1 Introduction
1.1 Introduction
This book provides interactive examples and discussion on key principles of computational analysis workflows for spatial omics data using Bioconductor in R. The book contains chapters describing individual analysis steps as well as extended workflows, each with examples including R code and datasets. In a few cases, R code is integrated with Python tools.
1.2 Contents
The chapters are organized into several parts:
Introduction: introduction and background on spatial omics, data representations, and related R/Bioconductor infrastructure
Sequencing-based platforms: chapters on analysis steps and workflows for data from sequencing-based platforms
Imaging-based platforms: chapters on analysis steps and workflows for data from imaging-based platforms
Non-platform-specific analyses: chapters on analyses and workflows that are non-platform-specific, e.g. downstream analyses applicable to data from both types of platforms, or integrating data across platforms
Appendix: acknowledgments, related resources, and session information
1.3 Scope and who this book is for
The aim of this book is to demonstrate key principles of computational analysis workflows for spatial omics data through interactive examples and discussion, including example R code and datasets. We assume some familiarity with R programming and an understanding of the types of biological questions that single-cell and spatial omics can be used to answer. Previous experience with Bioconductor is not required.
The book covers both preprocessing and downstream analyses, so the starting point can be either raw spatial omics datasets, or processed spot/cell-level expression matrices and sets of spatial coordinates as the main inputs. Preprocessing procedures can vary from platform to platform and we aim to cover here some of the main pipelines for multiple platforms.
For most analysis steps, multiple methods are available to choose from. In general, we will showcase methods that we have found to work well and are computationally scalable, with a preference for methods available through Bioconductor. However, the book is not intended to provide a comprehensive listing of all available methods.
In the code examples, we will only include methods that are available through Bioconductor or CRAN (in R) or PyPI (in Python). This restriction helps ensure long-term stability and maintainability, enables regular testing via the Bioconductor build system, and makes it easier for readers to adapt the examples to integrate new methods or build extended Bioconductor-based workflows. Some methods that are currently only available from GitHub may also be included if these are currently in the process of submission to Bioconductor / CRAN / PyPI.
1.4 Bioconductor
Bioconductor is an “open source and open development” project providing a cohesive and flexible framework for rigorous and reproducible analyses of high-throughput genomic data in R (Huber et al. 2015). Bioconductor provides access to more than 2000 contributed R packages, as well as infrastructure maintained by the Bioconductor Core Team, providing a rich analysis environment for users.

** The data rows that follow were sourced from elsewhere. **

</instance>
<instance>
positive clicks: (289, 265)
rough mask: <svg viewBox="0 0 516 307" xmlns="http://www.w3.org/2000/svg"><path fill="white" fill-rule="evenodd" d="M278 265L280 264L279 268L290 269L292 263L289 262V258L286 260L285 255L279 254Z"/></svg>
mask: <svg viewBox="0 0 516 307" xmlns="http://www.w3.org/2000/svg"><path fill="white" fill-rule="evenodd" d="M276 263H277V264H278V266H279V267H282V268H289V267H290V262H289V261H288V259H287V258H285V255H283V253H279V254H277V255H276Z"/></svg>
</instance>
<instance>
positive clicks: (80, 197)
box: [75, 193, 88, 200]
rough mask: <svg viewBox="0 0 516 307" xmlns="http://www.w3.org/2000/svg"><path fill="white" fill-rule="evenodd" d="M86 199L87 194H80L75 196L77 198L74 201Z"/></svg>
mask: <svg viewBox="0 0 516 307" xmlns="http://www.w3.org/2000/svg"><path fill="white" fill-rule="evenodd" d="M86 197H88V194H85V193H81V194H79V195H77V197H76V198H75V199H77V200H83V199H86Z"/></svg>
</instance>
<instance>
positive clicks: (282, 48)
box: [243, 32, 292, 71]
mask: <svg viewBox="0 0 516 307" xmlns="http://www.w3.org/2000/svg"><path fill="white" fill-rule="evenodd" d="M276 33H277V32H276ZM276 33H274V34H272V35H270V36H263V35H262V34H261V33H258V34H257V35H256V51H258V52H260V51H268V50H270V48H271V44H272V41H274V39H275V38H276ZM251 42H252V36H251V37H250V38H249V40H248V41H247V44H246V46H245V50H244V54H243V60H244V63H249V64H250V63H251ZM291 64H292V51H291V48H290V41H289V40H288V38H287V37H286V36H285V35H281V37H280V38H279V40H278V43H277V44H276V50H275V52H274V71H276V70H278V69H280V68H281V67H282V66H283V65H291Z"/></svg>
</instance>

A key strength of the Bioconductor framework is the modularity and open development philosophy. Packages are contributed by research groups around the world, with the Bioconductor Core Team coordinating the overall project and maintaining infrastructure, build testing, and development guidelines. Contributed packages use consistent data structures, enabling users to easily connect packages developed by different research groups to build analysis workflows that include the latest state-of-the-art methods. Bioconductor packages also include comprehensive documentation, including extended tutorials and package vignettes.
1.5 Additional introductory resources
For readers who are new to R and/or Bioconductor, additional useful resources include:
The Orchestrating Single-Cell Analysis with Bioconductor (OSCA) online book (Amezquita et al. 2020), which contains comprehensive materials on analysis workflows for non-spatial single-cell data, as well as further introductory materials on R and Bioconductor.
The R for Data Science online book, written by Hadley Wickham, provides an excellent introduction to R. He also makes other books available free, including ggplot2 and Advanced R.
Data Carpentry and Software Carpentry provide online lesson materials on R programming, the Unix shell, and version control.
The R/Bioconductor Data Science Team at the Lieber Institute for Brain Development has a detailed guide of free resources and videos to learn more about R and Bioconductor, as well as YouTube videos, including some of the basics of Bioconductor and infrastructure for storing gene expression data, but also a wide range of topics in genomics.
1.6 Feedback and contributions
We welcome feedback, suggestions, and contributions from readers in the research community. These may be provided as GitHub issues for further discussion with the developers.
Note that all methods used within code examples should be available as packages from either Bioconductor or CRAN (in R) or PyPI (in Python) to ensure long-term stability and maintainability, as discussed above.